I’m a little confused here. Are you running a bash script just to execute your Python script? That shouldn’t be necessary, just put #!/usr/bin/python at the beginning of your Python script.

Personally I have chosen KM hotkeys. I found Quick Actions not, er, quick enough.

Yes, I do use bash scripts to execute python scripts.

I have written the python scripts to do the filename or foldername formatting. For example, I have starting naming files in the convention of _filename.pdf, where the date can be in a format of yyyy.mmdd, yyyy.mm, or yyyy depending on need (most common is yyyy.mmdd). The filename can be multiple words, but all separators are underscores. While this is the most convenient way (for me) for a file to wind up named, it is by far not the most convenient for typing, so I often type what should wind up as, for instance, 2019.0617_this_is_a_file.pdf as “this is a file 2019.0617.pdf”.

The python script can take that filename as typed and “fix” it. I can also take files without a date in the name and add the file’s creation date or content creation date, force all characters to lowercase, check that the file exists, etc. It has a lot of checks internally to do the “best” job of renaming a file.

To make the script as useful as possible, it takes in a fully qualified filepath and emits just the corrected filename part. This way, the script becomes essentially a module that can be used by KM, Hazel, or any other utility to perform the filename reformatting.

In KM, this script is wrapped in bash script that takes the filename, pipes it through the formatted, takes the result and IF it has chanced, then renames the file. The same script can be used wrapped in AppleScript to return a changed filename for Hazel rules. I also have a wrapper python program that can be executed at the command line to rename files, and has options to recourse down an entire folder tree. It pipes the filenames to this script and gets back the corrected filename.

My intent was to create a script that basically works as a filter for filenames (the foldername corrector the same implementation), and that is why it is called by bash. No different that a bash pipeline… eg mdfind | grep | awk | sort, for example.

I agree that KM hotkeys are convenient, and I have used the “META” key trick of using Karabiner elements to make META-R pop up a palette of all of my renaming tools that I have created. It’s really efficient on my laptop where my hands are near the keyboard even when working on the trackpad. However, on my desktop I have a Logitech dual button mouse, to after selecting a bunch of files, right clicking is faster than going to the keyboard. However, then you need to click the quick actions menu for the pop up…but still reasonably fast. I put together an Automator action last night that runs the KM macro, although it might just type the bash script in anyway despite what I said above since it’s only a few lines of code anyway, as the heavy lifting is in the python filter.

What would be very cool would be to be able to either a) have Quick Actions designed to appear directly in the right-click pop up menu instead of the submenu, or b) have KM able to have it’s menu appear in the pop-up menu. I don’t know if the latter requires a Finder extension or if there is some simpler way to make that happen, however.

FYI there’s a new overview of Palettes just posted today at iMore:

This sounds exactly like what I have been struggling to do. I have a bunch of files I want to rename based on creation date.

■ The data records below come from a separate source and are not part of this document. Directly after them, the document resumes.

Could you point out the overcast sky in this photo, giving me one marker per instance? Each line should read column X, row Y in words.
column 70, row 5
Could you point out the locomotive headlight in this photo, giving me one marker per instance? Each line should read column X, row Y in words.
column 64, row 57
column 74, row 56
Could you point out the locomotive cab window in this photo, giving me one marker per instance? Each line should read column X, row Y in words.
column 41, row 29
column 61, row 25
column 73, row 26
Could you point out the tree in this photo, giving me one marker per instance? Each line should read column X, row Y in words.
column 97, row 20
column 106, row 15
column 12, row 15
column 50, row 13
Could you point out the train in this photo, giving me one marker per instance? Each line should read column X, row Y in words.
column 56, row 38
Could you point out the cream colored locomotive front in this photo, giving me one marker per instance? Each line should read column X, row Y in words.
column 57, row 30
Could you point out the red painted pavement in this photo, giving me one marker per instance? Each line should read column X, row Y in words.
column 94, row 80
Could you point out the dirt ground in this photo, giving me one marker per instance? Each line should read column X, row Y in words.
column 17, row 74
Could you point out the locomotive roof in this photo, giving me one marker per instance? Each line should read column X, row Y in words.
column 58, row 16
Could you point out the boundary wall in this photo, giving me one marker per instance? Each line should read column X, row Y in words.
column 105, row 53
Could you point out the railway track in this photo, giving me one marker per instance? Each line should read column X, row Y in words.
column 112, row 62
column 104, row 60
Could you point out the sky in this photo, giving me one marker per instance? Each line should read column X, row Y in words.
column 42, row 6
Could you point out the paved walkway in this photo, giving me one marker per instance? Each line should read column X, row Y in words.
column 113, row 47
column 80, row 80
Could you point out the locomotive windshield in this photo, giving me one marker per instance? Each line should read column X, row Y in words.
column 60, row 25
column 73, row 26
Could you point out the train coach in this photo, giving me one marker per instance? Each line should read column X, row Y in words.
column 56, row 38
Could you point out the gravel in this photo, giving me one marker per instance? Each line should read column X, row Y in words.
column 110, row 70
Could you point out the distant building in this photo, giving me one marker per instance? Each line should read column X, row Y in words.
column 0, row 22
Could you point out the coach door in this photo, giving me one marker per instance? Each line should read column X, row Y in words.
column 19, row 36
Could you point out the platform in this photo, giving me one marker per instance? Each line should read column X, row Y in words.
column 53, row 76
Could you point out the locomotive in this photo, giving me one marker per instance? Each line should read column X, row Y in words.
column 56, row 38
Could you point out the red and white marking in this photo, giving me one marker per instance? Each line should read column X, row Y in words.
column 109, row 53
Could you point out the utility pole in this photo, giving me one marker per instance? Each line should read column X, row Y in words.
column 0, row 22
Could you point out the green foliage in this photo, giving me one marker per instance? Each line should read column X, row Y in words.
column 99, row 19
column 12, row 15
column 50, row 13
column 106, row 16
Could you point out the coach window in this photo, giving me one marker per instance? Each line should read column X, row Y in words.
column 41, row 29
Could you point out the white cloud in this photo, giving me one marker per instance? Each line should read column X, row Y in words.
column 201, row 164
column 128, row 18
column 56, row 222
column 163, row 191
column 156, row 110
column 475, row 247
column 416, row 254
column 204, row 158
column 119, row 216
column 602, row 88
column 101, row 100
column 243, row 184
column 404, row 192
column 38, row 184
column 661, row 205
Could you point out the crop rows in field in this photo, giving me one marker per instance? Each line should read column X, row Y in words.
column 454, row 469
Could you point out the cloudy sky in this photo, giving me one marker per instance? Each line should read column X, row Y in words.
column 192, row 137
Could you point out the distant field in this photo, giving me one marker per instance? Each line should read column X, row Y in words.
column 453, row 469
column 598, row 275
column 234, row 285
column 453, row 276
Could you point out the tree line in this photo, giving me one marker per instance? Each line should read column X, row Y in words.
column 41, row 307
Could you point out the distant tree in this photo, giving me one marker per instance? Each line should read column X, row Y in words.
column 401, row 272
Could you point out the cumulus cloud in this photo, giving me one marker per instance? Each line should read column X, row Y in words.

I tried in hazel KM Automator. I feel like the missing piece is a script. But I don’t know how to write scripts. I was hoping to find a starting point somewhere. All I really want is to prepend the creation date to the file name. Eg. yyyy-mm-dd - file name.extension.

Many of those files are currently in Devon think after being exported from Evernote.

And resources to do the same in either of those would work too.